So yeah. My husband has cancer. After the colonoscopy (in which they did a biopsy), it’s real.
It will take 3-4 business days to get the results of the biopsy. He’ll also be having surgery sometime this week to remove the mass, but it’s not scheduled yet.
At some point, probably after the surgery, they’ll be able to talk about staging and how bad it is.
I’m encouraged that it’s on his left side, because I’ve read that the prognosis is much better for colon cancers on the left side than the right.
I’m holding up better than my oldest kid, who is helping out a ton with transporting his brothers to and from school thanks to a special arrangement with his boss, so I can be with my husband. And you know, get enough rest that I hopefully won’t have a relapse of my MS.
But my oldest is also so responsible and so conscientious. He has a pretty bad cough so he actually went into the same freestanding ER where we took my husband. He said his dad had cancer and he didn’t want to get everyone sick on the oncology ward. (Turns out it’s just allergies.) The staff at the freestanding ER remembered us though and told my kid “give your mom a hug, she needs it.”
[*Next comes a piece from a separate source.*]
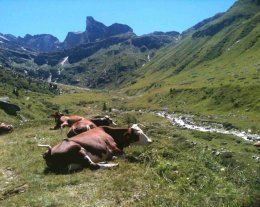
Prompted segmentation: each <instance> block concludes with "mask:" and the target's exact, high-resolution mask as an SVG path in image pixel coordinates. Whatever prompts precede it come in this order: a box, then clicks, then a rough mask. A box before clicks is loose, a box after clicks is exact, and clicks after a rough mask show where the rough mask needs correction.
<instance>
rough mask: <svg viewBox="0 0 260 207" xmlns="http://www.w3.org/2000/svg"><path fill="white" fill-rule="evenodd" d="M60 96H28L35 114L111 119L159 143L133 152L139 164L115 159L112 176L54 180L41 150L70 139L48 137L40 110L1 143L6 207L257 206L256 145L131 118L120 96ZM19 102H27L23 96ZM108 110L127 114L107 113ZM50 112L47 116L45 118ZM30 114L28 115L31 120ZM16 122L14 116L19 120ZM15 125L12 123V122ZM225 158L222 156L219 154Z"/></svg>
mask: <svg viewBox="0 0 260 207" xmlns="http://www.w3.org/2000/svg"><path fill="white" fill-rule="evenodd" d="M63 91H64V92H63V94H62V95H58V96H57V95H56V96H53V95H50V94H49V95H48V94H46V95H43V94H40V93H38V95H37V93H36V92H35V94H34V96H32V94H30V95H28V96H30V97H31V98H32V99H29V100H31V101H32V100H33V102H34V103H33V104H32V107H33V108H34V107H36V106H37V105H38V104H39V103H40V102H42V101H43V100H44V101H45V102H44V103H45V104H43V105H46V104H47V105H48V106H56V107H57V108H56V109H59V110H61V111H62V110H64V109H67V110H69V111H70V113H73V114H80V115H83V116H86V117H90V116H93V115H100V114H109V115H110V116H112V117H113V119H114V121H116V122H117V124H118V125H119V126H125V127H126V126H127V125H128V124H129V122H132V123H134V122H138V123H141V124H144V125H145V126H146V128H145V129H144V131H145V133H146V134H147V135H149V137H151V138H152V139H153V143H152V145H150V146H148V147H129V148H127V149H126V152H127V153H128V154H130V155H133V156H135V157H136V158H137V160H136V161H135V162H130V161H125V160H116V161H114V162H118V163H119V167H116V168H113V169H111V170H97V171H91V170H89V169H84V170H83V171H80V172H76V173H73V174H55V173H52V172H49V171H48V169H46V164H45V163H44V160H43V158H42V153H43V152H44V151H45V149H42V148H38V147H37V144H39V143H41V144H51V145H52V146H53V145H54V144H56V143H58V142H60V141H61V140H62V139H63V138H64V137H65V134H66V129H64V130H63V131H62V132H61V131H52V130H49V128H50V127H51V126H53V125H54V122H53V120H51V119H49V118H47V115H48V114H49V113H50V111H51V110H54V108H52V109H51V108H48V107H47V108H48V109H47V108H45V107H44V106H43V105H42V109H38V110H36V111H35V114H34V116H35V117H31V119H30V120H29V121H27V122H24V123H23V125H15V131H14V132H13V133H11V134H7V135H4V136H1V138H0V155H1V163H0V181H1V182H0V183H1V184H0V189H1V190H0V205H1V206H115V205H120V206H198V205H205V206H214V207H215V206H248V207H249V206H255V207H256V206H257V205H258V203H259V198H260V189H259V182H260V180H259V179H260V177H259V175H260V173H259V172H260V171H259V170H260V169H259V163H258V162H257V161H256V160H255V158H254V157H257V156H259V154H260V151H259V150H257V148H255V147H254V146H253V145H252V143H250V142H246V141H243V140H241V139H239V138H236V137H233V136H227V135H221V134H210V133H202V132H196V131H190V130H184V129H179V128H176V127H174V126H171V124H170V123H169V122H168V121H167V120H165V119H163V118H159V117H156V116H154V115H153V114H150V113H143V112H135V111H131V112H127V111H128V110H130V108H127V106H126V104H125V103H126V102H129V100H130V99H128V98H127V97H125V96H124V95H122V94H120V93H115V92H113V93H111V92H100V91H84V90H81V89H76V88H71V87H69V88H67V87H64V88H63ZM16 101H17V103H22V102H24V98H22V97H20V98H18V100H16ZM104 102H105V103H106V105H107V106H108V107H111V108H114V109H121V110H124V111H125V112H123V111H117V110H113V111H112V112H104V111H102V108H103V104H104ZM45 110H46V111H45ZM29 111H31V110H30V109H27V108H26V107H25V108H24V109H23V110H22V112H21V113H22V114H26V113H29ZM13 119H15V117H13ZM10 120H11V119H10ZM218 153H220V155H218Z"/></svg>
I’m lucky I have so much to do between freelance work and going to visit him and keeping the household running. Because if I have time to think, my mind turns to how scary it all is.
The scariest of all: he’s only been at his job for six weeks. He doesn’t have any vacation time for a year. I don’t know if he’ll still have a job–I’d suspect he will since they seem decent. But more importantly, I don’t know if he’ll get paid during the recovery time. If he doesn’t, things will be pretty dicey and we won’t be able to pay our rent. I could do more freelance work, but I’d have to be home more and doing less housework.
There are so many unknowns. This year is our 25th wedding anniversary. We wanted to take a trip to California. We already figured that wouldn’t happen because of his new job and the lack of vacation time.
But now we are celebrating that we are still alive, him with colon cancer and me with my MS. Life sure doesn’t look the way we thought it would in our early 20s. But like my middle son said tonight, the fact that we still have a support network in each other through circumstances like this is a rare gift in itself.
I’m sure I’ll write more about this as I process it more. I wouldn’t be surprised if I someday see it as a gift, the way I feel about my MS. But right now, it’s all just kinda scary and surreal and I’m trying not to think about it.